Why not?
Because it will be manipulated and abused by the wealthy. Company owners can pay themselves and their spouse €5,000 a year each and fund for a pension of €2m each.
Steven
http://www.bluewaterfp.ie (www.bluewaterfp.ie)
I presume you're referring to SSAPs? I don't know how the limits are calculated exactly, I'm told there's an arcane formula provided by Revenue to pension providers to calculate maximum backdated company contributions.

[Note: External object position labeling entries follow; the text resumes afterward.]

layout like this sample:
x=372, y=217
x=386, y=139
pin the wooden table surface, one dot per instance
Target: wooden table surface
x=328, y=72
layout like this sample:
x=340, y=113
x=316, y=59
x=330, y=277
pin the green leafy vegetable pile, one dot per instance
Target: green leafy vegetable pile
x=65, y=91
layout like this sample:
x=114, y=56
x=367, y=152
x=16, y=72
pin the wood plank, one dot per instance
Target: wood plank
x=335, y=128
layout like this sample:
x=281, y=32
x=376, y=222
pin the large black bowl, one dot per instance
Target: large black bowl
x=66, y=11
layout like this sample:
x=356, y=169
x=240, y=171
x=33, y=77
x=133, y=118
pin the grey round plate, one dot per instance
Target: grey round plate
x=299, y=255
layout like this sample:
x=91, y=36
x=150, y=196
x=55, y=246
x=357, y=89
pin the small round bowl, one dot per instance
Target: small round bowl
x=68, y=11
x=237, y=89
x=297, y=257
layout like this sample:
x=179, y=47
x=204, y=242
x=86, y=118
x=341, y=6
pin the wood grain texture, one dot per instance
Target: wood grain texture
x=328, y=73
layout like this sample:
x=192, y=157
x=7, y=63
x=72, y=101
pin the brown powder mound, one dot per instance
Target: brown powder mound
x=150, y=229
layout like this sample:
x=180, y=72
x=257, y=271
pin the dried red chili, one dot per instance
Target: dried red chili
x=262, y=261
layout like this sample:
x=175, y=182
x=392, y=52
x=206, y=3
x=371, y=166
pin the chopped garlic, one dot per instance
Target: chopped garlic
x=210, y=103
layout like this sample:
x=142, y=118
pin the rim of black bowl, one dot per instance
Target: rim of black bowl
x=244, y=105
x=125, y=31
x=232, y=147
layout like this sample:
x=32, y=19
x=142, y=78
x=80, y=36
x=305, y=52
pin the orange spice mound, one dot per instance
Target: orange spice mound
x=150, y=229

My understanding is that maximum SSAP contributions are based on the average of the last several years of your declared income. Unless you're contributing back payments, you can't just declare an income of €5,000 every year and have the company sticking 100k into your pension on your behalf. You have to have a high enough salary to justify contributing large amounts that would result in a pension that pays a decent percentage of your recent salary.
Notwithstanding that, my impression is that we have a two-tier that allows large amounts of backdated contributions to be made by self-employed/company directors, a mechanism not available to PAYE workers which is totally unfair. Given the looming pension crisis, I find it amazing that an equivalent mechanism isn't made available to PAYE workers, or just have one applicable mechanism that's fair for all. Wouldn't it garner a lot of positive coverage for the government??
I just realised at least one gap in my previous idea... homemakers who have much-reduced or no income for a number of years. Perhaps they could be given notional salaries, either based on previous income, the going social welfare rate or the average national salary?